Au niveau de la coopérative laitière, il est important d’avoir des indicateurs européens réactifs et efficaces. C’est pourquoi, la Fncl soutient la mise en place d’un observatoire européen du secteur laitier. La fédération sollicite également la Commission européenne afin de disposer d’un système de gestion de crise équitable et qui s’applique à tous afin de mieux s’adapter aux différentes situations du marché. La Fncl souhaite également une sécurisation de la marge des producteurs. Cette assurance serait inspirée des politiques des autres pays et notamment du Farm bill.

Enfin, lors des conseils d’administration de chaque coopérative, les adhérents pourront définir les modalités de paiement. Nous leur laissons prendre les décisions qui leur convient le mieux : s’ils veulent fixer un prix de base et ensuite obtenir des compensations afin de lisser leur revenu, c’est à eux d’en décider.

Avec l’arrêt des quotas, la production laitière est prévue en hausse. Comment les coopératives vont-elles gérer leurs stocks et les volumes grandissants ? 

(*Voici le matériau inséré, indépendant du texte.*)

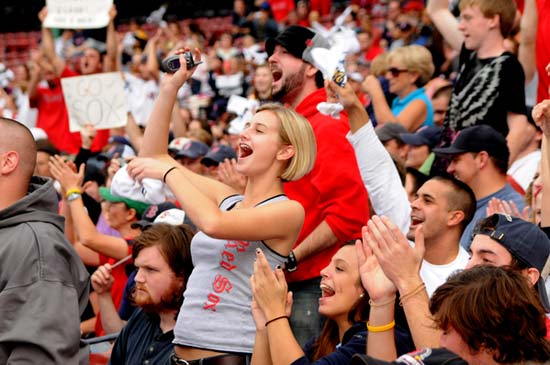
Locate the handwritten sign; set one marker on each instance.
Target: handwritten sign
(97, 99)
(77, 14)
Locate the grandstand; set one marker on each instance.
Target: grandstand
(20, 27)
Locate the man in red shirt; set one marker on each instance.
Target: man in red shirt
(333, 194)
(52, 112)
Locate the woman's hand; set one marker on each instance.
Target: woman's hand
(541, 116)
(269, 288)
(375, 282)
(371, 85)
(65, 173)
(227, 174)
(102, 279)
(343, 95)
(146, 167)
(177, 79)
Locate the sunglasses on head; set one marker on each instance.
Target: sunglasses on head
(396, 71)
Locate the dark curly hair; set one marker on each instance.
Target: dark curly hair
(494, 308)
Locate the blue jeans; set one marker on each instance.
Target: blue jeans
(305, 319)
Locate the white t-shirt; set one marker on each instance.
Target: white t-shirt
(524, 169)
(435, 275)
(141, 95)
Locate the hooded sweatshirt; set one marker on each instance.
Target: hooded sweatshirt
(43, 283)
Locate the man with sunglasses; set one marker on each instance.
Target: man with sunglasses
(489, 88)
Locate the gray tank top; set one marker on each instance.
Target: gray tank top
(216, 314)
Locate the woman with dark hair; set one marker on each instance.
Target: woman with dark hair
(344, 303)
(491, 315)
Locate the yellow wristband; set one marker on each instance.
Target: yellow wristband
(383, 328)
(73, 191)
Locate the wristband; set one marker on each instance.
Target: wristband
(167, 172)
(275, 319)
(73, 196)
(291, 263)
(73, 191)
(389, 301)
(383, 328)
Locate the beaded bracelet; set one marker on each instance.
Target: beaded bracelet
(167, 172)
(383, 328)
(275, 319)
(73, 191)
(389, 301)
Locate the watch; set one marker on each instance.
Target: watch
(73, 196)
(291, 263)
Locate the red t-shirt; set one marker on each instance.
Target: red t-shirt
(54, 119)
(117, 290)
(543, 48)
(281, 8)
(333, 191)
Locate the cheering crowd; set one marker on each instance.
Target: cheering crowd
(381, 203)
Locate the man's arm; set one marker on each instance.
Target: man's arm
(48, 45)
(386, 192)
(111, 43)
(528, 37)
(516, 138)
(445, 22)
(541, 115)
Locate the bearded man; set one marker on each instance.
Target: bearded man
(163, 262)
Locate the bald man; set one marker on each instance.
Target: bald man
(43, 283)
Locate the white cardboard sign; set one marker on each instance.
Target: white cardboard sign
(77, 14)
(97, 99)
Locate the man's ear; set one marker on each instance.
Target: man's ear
(131, 214)
(310, 70)
(8, 162)
(455, 218)
(286, 152)
(494, 22)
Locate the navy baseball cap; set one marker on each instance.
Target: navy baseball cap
(218, 154)
(428, 135)
(427, 356)
(298, 41)
(525, 241)
(476, 139)
(193, 150)
(390, 131)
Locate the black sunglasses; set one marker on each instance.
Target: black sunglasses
(396, 71)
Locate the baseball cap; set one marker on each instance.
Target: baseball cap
(390, 131)
(193, 150)
(476, 139)
(151, 213)
(427, 135)
(525, 241)
(427, 356)
(178, 143)
(298, 41)
(218, 154)
(120, 149)
(106, 194)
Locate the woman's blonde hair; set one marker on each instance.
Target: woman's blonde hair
(295, 130)
(415, 59)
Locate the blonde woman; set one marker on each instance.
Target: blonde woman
(409, 69)
(215, 322)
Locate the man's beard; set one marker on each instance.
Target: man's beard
(291, 87)
(170, 300)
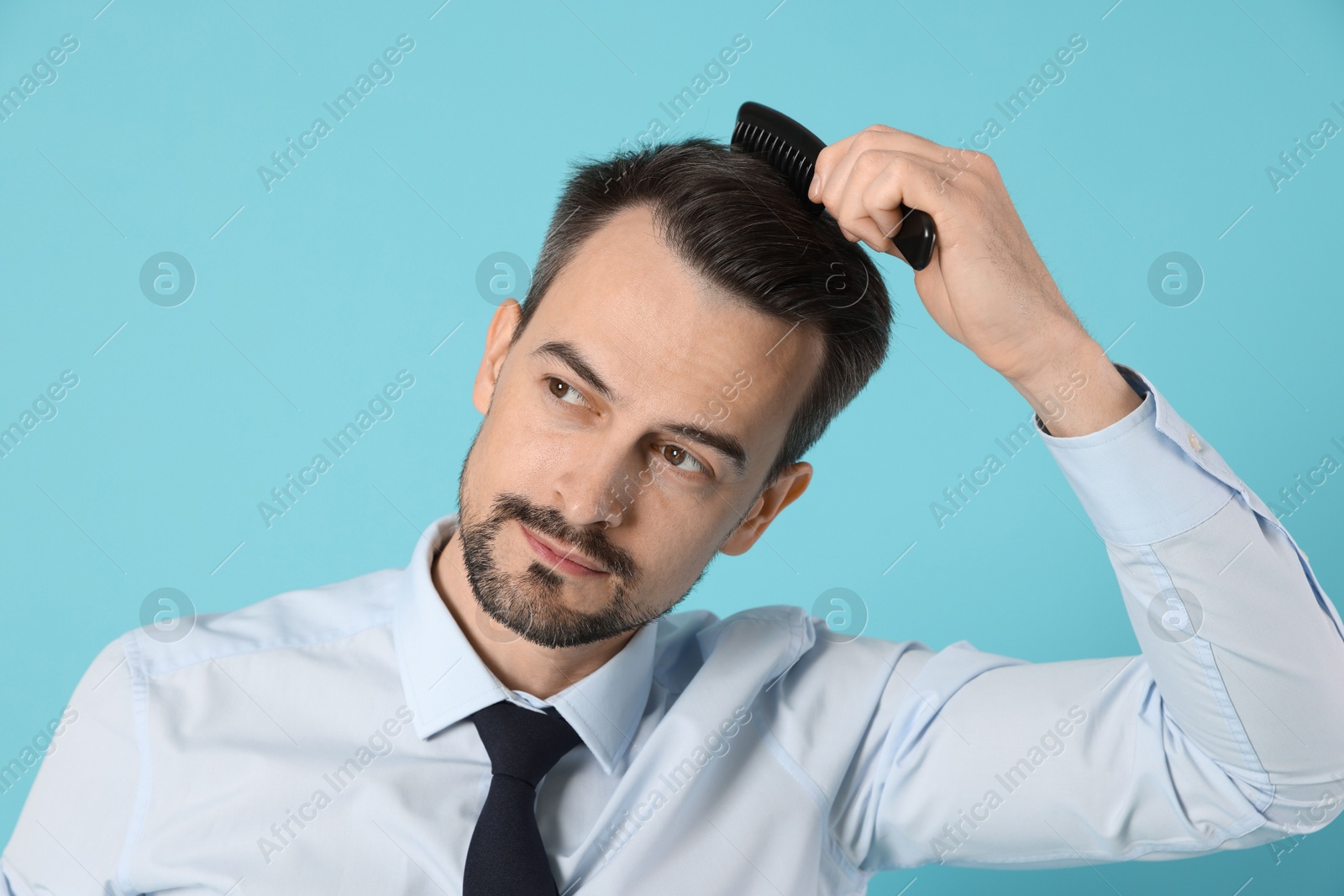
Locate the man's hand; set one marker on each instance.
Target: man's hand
(985, 285)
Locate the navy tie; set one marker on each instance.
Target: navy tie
(506, 856)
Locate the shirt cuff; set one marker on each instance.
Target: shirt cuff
(1148, 476)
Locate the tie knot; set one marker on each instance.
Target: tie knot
(523, 743)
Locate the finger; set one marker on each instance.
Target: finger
(879, 183)
(837, 159)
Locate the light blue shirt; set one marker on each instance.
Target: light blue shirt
(319, 741)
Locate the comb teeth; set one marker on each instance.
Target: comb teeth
(790, 160)
(793, 150)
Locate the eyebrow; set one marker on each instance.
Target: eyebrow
(569, 355)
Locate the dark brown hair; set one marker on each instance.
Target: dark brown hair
(732, 219)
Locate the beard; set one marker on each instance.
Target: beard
(531, 604)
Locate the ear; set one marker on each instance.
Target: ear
(790, 485)
(506, 320)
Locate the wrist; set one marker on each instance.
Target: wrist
(1077, 390)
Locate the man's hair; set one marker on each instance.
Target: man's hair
(734, 221)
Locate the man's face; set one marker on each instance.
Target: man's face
(588, 504)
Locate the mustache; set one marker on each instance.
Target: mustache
(549, 521)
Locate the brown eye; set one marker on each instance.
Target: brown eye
(562, 391)
(679, 457)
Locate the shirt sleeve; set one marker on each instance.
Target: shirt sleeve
(74, 825)
(1226, 732)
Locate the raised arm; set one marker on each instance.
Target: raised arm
(1226, 732)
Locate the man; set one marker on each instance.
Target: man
(517, 712)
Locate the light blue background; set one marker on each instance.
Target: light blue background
(365, 258)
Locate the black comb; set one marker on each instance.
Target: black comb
(793, 150)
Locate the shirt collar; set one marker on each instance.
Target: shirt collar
(447, 681)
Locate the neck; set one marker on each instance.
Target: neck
(517, 663)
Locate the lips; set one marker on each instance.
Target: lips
(564, 560)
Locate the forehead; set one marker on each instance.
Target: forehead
(669, 343)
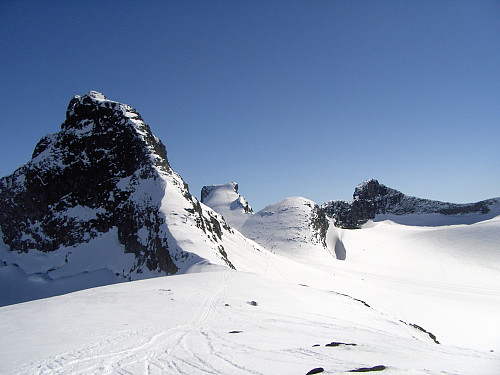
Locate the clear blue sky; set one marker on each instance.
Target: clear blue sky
(287, 98)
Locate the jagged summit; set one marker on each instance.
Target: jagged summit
(226, 200)
(105, 177)
(373, 200)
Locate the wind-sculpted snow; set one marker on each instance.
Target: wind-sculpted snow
(183, 324)
(225, 200)
(290, 226)
(105, 172)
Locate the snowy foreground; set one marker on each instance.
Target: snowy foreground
(220, 322)
(294, 311)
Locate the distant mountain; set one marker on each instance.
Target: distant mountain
(374, 201)
(288, 226)
(99, 197)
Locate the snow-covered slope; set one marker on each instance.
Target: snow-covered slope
(220, 322)
(372, 200)
(291, 227)
(99, 203)
(225, 200)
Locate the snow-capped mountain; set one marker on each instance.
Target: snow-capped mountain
(100, 197)
(292, 226)
(372, 200)
(98, 203)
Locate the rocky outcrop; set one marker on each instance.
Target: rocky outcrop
(372, 198)
(239, 203)
(104, 169)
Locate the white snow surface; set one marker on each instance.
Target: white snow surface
(444, 279)
(289, 294)
(224, 200)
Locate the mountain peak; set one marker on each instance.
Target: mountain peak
(95, 95)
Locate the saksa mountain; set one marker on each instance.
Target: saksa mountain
(99, 203)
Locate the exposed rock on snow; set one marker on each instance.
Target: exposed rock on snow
(372, 199)
(105, 169)
(225, 200)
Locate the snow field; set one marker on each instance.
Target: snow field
(182, 325)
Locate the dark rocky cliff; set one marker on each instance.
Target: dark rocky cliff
(372, 198)
(87, 179)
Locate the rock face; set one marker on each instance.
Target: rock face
(239, 203)
(372, 198)
(103, 170)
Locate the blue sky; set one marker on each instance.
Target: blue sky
(287, 98)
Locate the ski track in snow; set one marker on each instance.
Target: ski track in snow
(183, 349)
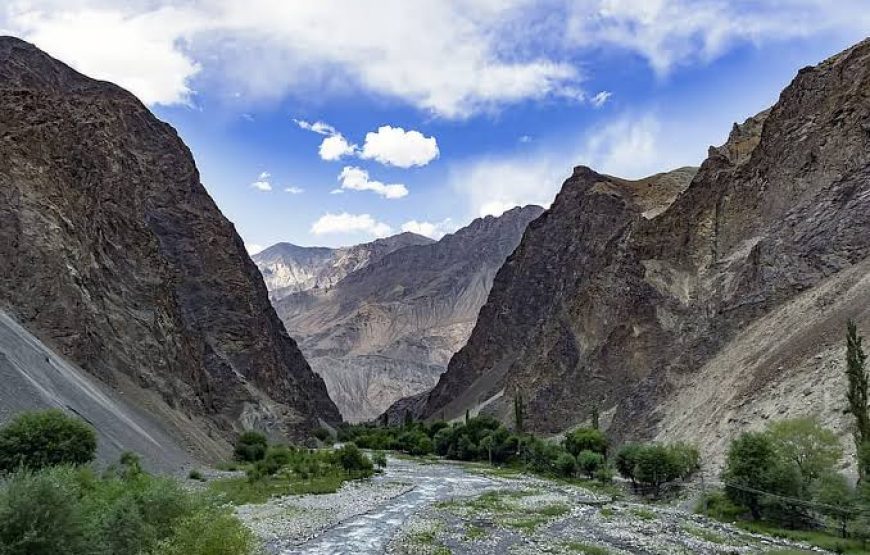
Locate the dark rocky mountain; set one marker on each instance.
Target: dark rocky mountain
(116, 257)
(289, 268)
(697, 316)
(388, 330)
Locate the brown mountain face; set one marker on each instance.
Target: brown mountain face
(388, 330)
(289, 268)
(696, 316)
(114, 254)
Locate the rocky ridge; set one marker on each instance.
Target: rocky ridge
(703, 316)
(388, 330)
(289, 268)
(117, 258)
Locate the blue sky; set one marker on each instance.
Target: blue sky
(434, 112)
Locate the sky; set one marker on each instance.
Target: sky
(332, 123)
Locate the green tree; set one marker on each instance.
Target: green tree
(518, 413)
(36, 440)
(809, 446)
(839, 500)
(251, 447)
(589, 462)
(586, 439)
(857, 392)
(753, 467)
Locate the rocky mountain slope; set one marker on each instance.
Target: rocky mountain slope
(115, 256)
(388, 330)
(288, 268)
(698, 316)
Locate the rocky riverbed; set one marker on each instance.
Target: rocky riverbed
(440, 508)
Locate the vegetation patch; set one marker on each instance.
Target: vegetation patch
(585, 548)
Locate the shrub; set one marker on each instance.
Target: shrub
(39, 515)
(626, 460)
(586, 439)
(251, 447)
(589, 462)
(353, 461)
(210, 531)
(323, 434)
(566, 465)
(379, 459)
(36, 440)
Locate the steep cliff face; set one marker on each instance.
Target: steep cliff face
(607, 301)
(289, 268)
(389, 329)
(114, 254)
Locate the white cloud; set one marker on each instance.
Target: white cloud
(357, 179)
(318, 127)
(433, 230)
(263, 182)
(335, 147)
(396, 147)
(350, 223)
(600, 98)
(453, 58)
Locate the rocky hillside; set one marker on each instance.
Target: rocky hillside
(116, 257)
(389, 329)
(288, 268)
(697, 316)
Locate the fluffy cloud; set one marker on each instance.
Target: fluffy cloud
(628, 146)
(396, 147)
(350, 223)
(357, 179)
(448, 57)
(335, 147)
(263, 182)
(434, 230)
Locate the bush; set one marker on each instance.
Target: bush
(323, 434)
(36, 440)
(566, 465)
(353, 461)
(211, 531)
(586, 439)
(39, 516)
(251, 447)
(379, 459)
(589, 462)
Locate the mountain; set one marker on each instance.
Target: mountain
(693, 316)
(288, 268)
(387, 330)
(116, 258)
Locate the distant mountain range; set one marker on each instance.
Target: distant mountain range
(403, 305)
(115, 257)
(690, 307)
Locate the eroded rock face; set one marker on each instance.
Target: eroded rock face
(388, 330)
(609, 301)
(288, 268)
(115, 255)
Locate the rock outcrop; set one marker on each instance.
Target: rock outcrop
(700, 317)
(115, 256)
(289, 268)
(388, 330)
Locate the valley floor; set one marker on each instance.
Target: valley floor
(420, 507)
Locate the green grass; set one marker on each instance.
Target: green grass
(817, 538)
(241, 491)
(586, 548)
(474, 533)
(644, 514)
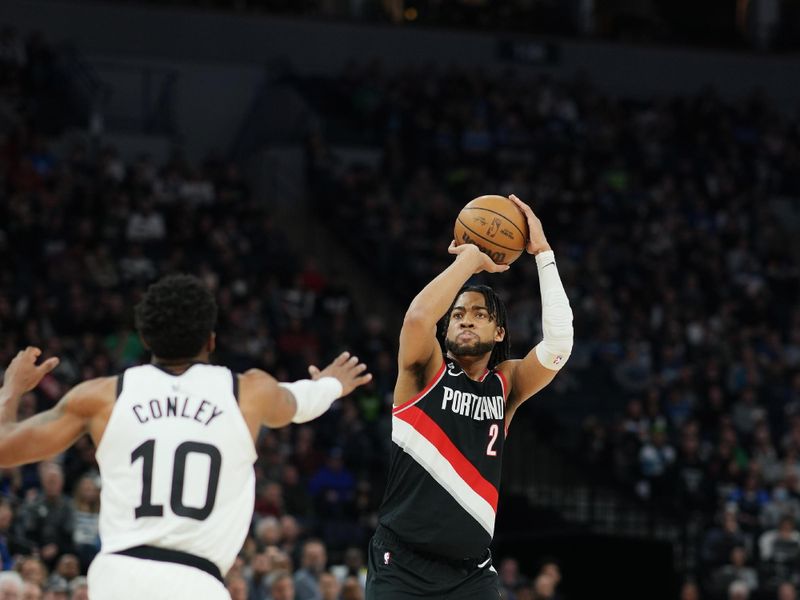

Les coopératives ne cessent d’investir (au total 990 millions d’euros depuis 2010). L’étude économique qui a été effectuée auprès des coopératives adhérentes à la Fncl a mesuré qu’au moins un milliard d’euros sera déboursé pour différents projets au cours des cinq prochaines années. Grâce à ces investissements, les coopératives ont les capacités de gérer leurs stocks. Notre préoccupation est de toujours être en adéquation avec le développement de la production et des marchés. Nous ne pouvons pas faire de stocks sans avoir de marché sur lequel s’imposer.

La Fnpl a demandé des audits sur la contractualisation. Comment les envisagez-vous ? Elle souhaite également remettre en cause le principe de l’apport total, comment réagissent les coopératives ?

Ces audits qui vont être effectués sur toute la filière laitière vont d’abord mettre en évidence les différences de fonctionnement entre les entreprises privées et les coopératives. Elles doivent être respectées dans leur modèle. La coopérative est au service du développement et du revenu de ses associés coopérateurs, une entreprise privée a une autre finalité dans la façon d’aborder son activité.

Quant à l’apport total, même s’il a été décidé comme étant une règle souhaitable pour les coopératives, la décision d’abroger ce principe revient aux coopérateurs et au conseil d’administration de chaque coopérative. Chacune gère l’équation économique du volume et des prix en fonction de ses associés coopérateurs et des décisions du conseil d’administration.